Circle mise sur la transparence

La chute de l'écosystème Terra (LUNA), causée par la perte de la parité de son stablecoin UST, a mis en lumière le fait qu'un stablecoin n'est pas toujours stable. Pour l'être, il repose sur des garanties qui diffèrent selon qu'il soit centralisé ou décentralisé.

Dans le cas des stablecoins centralisés, l'entreprise émettrice doit toujours avoir une parité, c'est-à-dire pouvoir rembourser une personne souhaitant se délester de son stablecoin. Ainsi, s'il y a 1 milliard d'USDC en circulation, Circle doit au moins avoir 1 milliard de vrais dollars sur un compte bancaire.

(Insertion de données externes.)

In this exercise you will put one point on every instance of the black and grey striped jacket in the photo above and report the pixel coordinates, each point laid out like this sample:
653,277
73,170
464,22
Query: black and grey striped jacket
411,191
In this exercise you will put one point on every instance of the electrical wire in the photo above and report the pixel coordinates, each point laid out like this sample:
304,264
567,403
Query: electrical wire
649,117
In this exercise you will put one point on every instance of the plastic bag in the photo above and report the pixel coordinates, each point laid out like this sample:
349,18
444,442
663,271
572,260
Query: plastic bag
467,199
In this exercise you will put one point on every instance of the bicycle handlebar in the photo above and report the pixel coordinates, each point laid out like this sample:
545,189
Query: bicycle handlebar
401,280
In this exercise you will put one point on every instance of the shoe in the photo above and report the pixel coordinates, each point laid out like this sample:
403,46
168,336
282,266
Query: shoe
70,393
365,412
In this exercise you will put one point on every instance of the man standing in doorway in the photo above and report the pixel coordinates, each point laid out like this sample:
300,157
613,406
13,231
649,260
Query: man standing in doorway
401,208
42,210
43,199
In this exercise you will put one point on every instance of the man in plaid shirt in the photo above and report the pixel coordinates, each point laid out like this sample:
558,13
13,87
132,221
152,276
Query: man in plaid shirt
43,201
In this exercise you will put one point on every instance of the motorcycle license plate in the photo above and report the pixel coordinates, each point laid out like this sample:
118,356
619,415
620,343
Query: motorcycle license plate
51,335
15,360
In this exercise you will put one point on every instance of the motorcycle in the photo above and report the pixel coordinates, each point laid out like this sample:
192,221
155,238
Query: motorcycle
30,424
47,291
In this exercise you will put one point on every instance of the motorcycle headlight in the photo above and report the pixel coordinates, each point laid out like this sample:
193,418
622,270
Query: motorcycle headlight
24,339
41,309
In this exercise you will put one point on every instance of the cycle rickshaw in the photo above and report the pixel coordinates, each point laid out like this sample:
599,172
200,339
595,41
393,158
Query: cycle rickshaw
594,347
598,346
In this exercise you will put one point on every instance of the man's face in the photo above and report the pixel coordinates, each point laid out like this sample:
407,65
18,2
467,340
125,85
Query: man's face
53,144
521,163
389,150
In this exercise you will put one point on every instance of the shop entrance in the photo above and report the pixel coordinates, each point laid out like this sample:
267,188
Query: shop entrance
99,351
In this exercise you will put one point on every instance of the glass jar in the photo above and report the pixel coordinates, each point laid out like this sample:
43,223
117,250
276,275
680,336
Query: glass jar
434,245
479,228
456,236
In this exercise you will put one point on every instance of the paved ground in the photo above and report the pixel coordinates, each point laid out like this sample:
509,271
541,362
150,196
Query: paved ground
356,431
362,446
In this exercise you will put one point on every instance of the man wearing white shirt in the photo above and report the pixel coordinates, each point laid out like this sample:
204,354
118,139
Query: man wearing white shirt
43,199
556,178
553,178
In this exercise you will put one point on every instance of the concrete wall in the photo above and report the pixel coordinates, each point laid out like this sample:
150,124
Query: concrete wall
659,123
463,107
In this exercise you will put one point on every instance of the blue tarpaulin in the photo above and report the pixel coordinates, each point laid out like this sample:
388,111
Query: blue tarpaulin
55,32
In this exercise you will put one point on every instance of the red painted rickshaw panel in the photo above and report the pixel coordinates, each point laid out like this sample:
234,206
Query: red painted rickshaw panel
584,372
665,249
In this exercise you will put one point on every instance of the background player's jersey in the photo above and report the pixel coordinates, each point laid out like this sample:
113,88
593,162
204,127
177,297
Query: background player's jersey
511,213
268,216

Or, la SEC, le gendarme financier américain, a entrepris une action contre Tether qui n'était pas transparent sur ses réserves. Et la SEC avait raison, puisque Tether détenait à peine 35% de réserves en dollars. Ainsi, pour 100 USDT en circulation, seulement 35 étaient en garantie en dollar. L'affaire s'est soldée par une forte amende, une meilleure garantie et plus de transparence de la part de Tether.

Du côté de Circle, on a toujours misé sur la transparence. Ainsi, l'USDC a toujours donné plus confiance que l'USDT. La garantie est composée à 100% en cash, soit des dollars sur un compte bancaire et des bons du Trésor. Le fait que l'EUROC soit émis par Circle est donc un bon point pour la transparence et la sécurité. Circle parle d'ailleurs d'un système de garantie similaire à celui de l'USDC.

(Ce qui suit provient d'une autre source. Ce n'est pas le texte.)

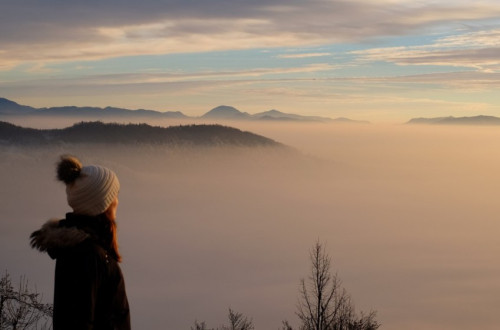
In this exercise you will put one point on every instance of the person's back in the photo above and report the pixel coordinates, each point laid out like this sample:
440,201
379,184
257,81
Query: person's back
89,290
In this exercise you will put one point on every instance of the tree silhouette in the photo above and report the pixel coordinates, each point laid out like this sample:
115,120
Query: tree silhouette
237,321
323,303
22,308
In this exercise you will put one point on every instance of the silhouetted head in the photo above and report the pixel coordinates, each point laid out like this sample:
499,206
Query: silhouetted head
90,190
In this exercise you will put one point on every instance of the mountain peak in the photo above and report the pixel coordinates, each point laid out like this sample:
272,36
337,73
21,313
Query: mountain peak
225,112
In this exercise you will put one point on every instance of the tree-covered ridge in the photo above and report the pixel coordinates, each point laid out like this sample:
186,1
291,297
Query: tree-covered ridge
99,132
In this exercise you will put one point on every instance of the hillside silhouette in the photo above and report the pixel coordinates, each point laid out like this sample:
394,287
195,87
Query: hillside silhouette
10,108
98,132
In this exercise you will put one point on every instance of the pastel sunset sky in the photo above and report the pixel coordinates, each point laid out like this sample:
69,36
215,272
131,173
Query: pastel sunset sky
376,60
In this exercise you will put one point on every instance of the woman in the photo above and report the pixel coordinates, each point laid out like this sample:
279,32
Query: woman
89,290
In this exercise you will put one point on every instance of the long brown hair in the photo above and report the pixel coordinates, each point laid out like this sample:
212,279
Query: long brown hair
114,240
108,235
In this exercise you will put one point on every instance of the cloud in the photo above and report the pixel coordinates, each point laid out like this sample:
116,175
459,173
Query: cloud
304,55
478,50
35,31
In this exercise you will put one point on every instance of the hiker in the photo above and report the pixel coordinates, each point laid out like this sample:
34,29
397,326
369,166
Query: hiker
89,289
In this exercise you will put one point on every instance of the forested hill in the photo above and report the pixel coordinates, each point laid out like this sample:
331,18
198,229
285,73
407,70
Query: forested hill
98,132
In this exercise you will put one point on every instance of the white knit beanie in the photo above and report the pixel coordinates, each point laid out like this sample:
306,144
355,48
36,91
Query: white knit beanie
90,189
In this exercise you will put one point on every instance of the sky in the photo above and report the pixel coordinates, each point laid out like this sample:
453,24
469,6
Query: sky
382,61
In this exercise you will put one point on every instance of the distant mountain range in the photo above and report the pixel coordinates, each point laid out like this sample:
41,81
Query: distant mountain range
98,132
10,108
475,120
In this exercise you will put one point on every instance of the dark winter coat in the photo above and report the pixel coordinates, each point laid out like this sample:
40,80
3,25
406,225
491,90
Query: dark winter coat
89,290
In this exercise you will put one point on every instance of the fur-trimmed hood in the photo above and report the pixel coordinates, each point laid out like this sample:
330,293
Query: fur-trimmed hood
55,236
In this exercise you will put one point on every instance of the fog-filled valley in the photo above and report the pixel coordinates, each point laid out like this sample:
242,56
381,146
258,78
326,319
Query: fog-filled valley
409,215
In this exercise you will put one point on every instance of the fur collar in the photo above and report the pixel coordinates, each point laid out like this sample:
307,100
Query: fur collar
52,237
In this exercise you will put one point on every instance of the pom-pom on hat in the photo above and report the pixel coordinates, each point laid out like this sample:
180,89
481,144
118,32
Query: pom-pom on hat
90,189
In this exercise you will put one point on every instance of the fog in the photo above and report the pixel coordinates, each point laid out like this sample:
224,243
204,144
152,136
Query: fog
407,213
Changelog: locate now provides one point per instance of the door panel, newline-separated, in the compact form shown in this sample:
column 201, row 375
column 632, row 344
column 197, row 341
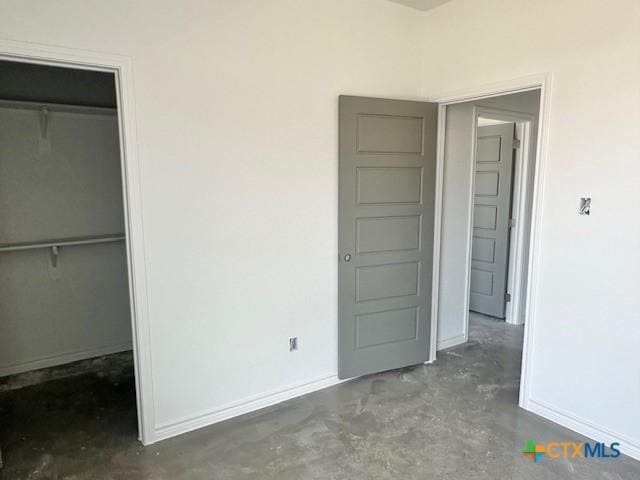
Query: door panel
column 386, row 201
column 491, row 210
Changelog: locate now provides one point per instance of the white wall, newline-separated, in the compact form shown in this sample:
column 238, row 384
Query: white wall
column 456, row 202
column 236, row 106
column 585, row 370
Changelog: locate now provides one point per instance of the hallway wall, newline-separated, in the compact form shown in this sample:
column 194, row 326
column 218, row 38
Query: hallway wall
column 585, row 371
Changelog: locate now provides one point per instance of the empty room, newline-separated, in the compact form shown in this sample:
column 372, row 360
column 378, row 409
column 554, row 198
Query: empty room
column 319, row 239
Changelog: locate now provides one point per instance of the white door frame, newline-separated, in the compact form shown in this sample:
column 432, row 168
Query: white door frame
column 121, row 67
column 517, row 241
column 540, row 82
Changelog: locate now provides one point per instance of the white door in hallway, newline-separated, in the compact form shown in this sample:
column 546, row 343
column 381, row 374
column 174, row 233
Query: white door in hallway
column 491, row 212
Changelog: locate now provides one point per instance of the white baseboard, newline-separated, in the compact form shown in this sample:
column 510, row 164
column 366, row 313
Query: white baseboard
column 248, row 405
column 628, row 446
column 451, row 342
column 68, row 357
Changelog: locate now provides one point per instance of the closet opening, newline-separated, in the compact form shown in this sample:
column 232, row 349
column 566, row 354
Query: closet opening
column 66, row 341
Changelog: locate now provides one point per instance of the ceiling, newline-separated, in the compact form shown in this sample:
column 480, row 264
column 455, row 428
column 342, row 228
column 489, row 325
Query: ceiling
column 421, row 4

Les réserves évoquées par Circle ne seront même pas conservées en Europe, mais auprès d'une banque américaine

Mais si la création d'un stablecoin euro par une entreprise sérieuse est en soi une bonne nouvelle, elle ne l'est pas pour l'écosystème européen. En effet, ce stablecoin euro sera mis en circulation par un consortium américain. Pis encore, les réserves évoquées par Circle ne seront même pas conservées en Europe, mais auprès d'une banque américaine, Silvergate Bank. En résumé, que l'on utilise des stablecoins euro ou dollar, on utilisera quoiqu'il arrive un stablecoin américain. Quant aux stablecoins décentralisés, si le plus important d'entre eux est basé en Europe (MakerDAO, qui émet le DAI), il reste un stablecoin dollar, principalement financé par des fonds américains.

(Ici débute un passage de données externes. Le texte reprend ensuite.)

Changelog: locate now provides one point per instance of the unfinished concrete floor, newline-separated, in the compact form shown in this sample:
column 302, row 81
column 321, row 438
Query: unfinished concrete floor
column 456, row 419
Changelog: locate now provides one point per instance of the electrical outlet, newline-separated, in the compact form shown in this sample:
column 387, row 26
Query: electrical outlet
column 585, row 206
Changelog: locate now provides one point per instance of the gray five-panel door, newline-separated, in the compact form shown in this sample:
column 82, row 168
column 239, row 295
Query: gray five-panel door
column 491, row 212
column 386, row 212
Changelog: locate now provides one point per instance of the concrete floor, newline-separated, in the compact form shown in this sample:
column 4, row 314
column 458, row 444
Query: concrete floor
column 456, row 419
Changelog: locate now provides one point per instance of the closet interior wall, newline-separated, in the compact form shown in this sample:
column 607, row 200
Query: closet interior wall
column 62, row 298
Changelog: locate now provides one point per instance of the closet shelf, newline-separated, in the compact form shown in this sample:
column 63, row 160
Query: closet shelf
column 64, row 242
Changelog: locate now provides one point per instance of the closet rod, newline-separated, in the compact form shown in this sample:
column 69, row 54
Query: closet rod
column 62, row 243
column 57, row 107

Plombé par la frilosité et la régulation en cours de discussion, l'écosystème européen ne développe aucun projet en lien avec la souveraineté monétaire. A l'heure où les Américains ont compris les enjeux, l'Europe est très frileuse et est en passe de voter une régulation, incluant le règlement MiCA, présentant plus d'aspects négatifs que positifs pour l'écosystème. Par exemple, l'émission d'un stablecoin euro serait soumise à autorisation et plafonné à 200 millions d'euros. Et cette législation ne s'appliquera probablement pas aux acteurs étrangers. Les Américains, mais aussi la Suisse et le Royaume-Uni, deux pays très accueillants pour les acteurs de l'écosystème, se frottent déjà les mains.